Abu Ayub kembali ke rumahnya bersama budak wanita kecil itu. Begitu Ummu Ayub melihat budak tadi ia langsung bertanya: “Milik siapa budak ini, wahai Abu Ayub?!” Ia menjawab: “Dia milik kita… Rasul Saw telah memberikannya kepada kita.” Istrinya menjawab: “Agungkanlah orang yang memberikannya, dan alangkah mulyanya pemberian ini.” Abu Ayub berkata: “Rasul berpesan agar budak ini diperlakukan dengan baik.” Istrinya bertanya: “Apa yang mesti kita lakukan untuk melaksanakan pesan Rasul Saw?” Abu Ayub berkata: “Demi Allah, tidak aku dapati hal yang lebih baik akan wasiat Rasul Saw daripada membebaskannya.” Istrinya menjawab: “Engkau telah mendapatkan petunjuk ke arah kebenaran. Engkau telah diberi taufik.” Maka akhirnya budak tersebut dibebaskan oleh Abu Ayub.
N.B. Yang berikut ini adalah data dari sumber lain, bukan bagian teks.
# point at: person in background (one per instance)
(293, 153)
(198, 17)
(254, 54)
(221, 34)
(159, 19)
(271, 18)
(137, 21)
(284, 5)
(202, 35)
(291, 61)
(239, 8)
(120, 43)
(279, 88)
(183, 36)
Inilah sebagian kisah kehidupan Abu Ayub Al Anshary dalam kondisi aman. Kalau anda berkesempatan untuk melihat kisah hidupnya dalam peperangan, anda akan menjumpai sebuah keajaiban.
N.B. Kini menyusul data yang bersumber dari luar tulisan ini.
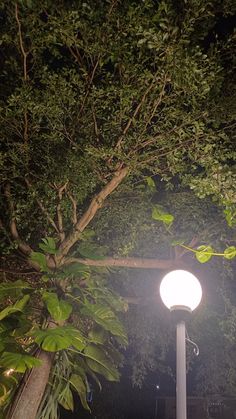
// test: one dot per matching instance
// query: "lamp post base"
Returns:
(181, 404)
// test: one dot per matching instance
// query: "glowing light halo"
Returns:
(180, 289)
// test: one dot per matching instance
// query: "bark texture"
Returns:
(30, 393)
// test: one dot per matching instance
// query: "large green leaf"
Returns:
(100, 363)
(81, 388)
(13, 289)
(18, 362)
(66, 398)
(40, 259)
(90, 251)
(18, 306)
(106, 318)
(77, 269)
(98, 335)
(48, 245)
(159, 214)
(53, 340)
(60, 310)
Abu Ayub ra mengisi hidupnya dengan berjuang di jalan Allah hingga ada orang yang berkata: bahwa ia tidak pernah ketinggalan mengikuti setiap peperangan yang dilakukan kaum muslimin sejak zaman Nabi Saw hingga masa Mu’awiyah kecuali bila ada kegiatan lain.

Perang terakhir yang diikutinya adalah saat Mu’awiyah mempersiapkan sebuah pasukan di bawah kepemimpinan anaknya yang bernama Yazid untuk menaklukan Konstantinopel. Pada saat itu, Abu Ayub adalah seorang tua renta yang berusia lebih dari 80 tahun. Namun hal itu tidak membuat
dirinya urung untuk bergabung dengan pasukan Yazid dan mengarungi ombak lautan demi berjuang di jalan Allah Swt.

Akan tetapi tidak lama berselang sejak pertempuran melawan musuh Abu Ayub jatuh sakit dan tidak mampu lagi melakukan pertempuran. Maka datanglah Yazid menjenguknya dan bertanya kepadanya: “Apakah engkau membutuhkan sesuatu, wahai Abu Ayub?” Ia menjawab: “Sampaikan salamku kepada para tentara kaum muslimin dan katakan kepada mereka: ‘Abu Ayub berpesan kepada kalian agar kalian merangsek ke barisan musuh hingga batas terjauh. Bawalah Abu Ayub bersama kalian dan kuburkanlah ia di bawah kaki kalian dan di bawah pagar benteng Konstantinopel…” dan iapun menghembuskan nafasnya yang terakhir.

Pasukan muslimin memenuhi keinginan seorang sahabat Rasulullah Saw ini. Mereka merangsek dan menyerang pasukan musuh sedikit demi sedikit hingga mereka sampai di pagar benteng Konstantinopel dengan membawa jasad Abu Ayub.

Dan disanalah mereka menggali kubur untuk Abu Ayub dan menguruknya dengan tanah.

Semoga Allah merahmati Abu Ayub Al Anshary. Ia telah berani mati di tanah musuh dengan berjuang di jalan Allah Swt, padahal umurnya saat itu berkisar 80 tahun.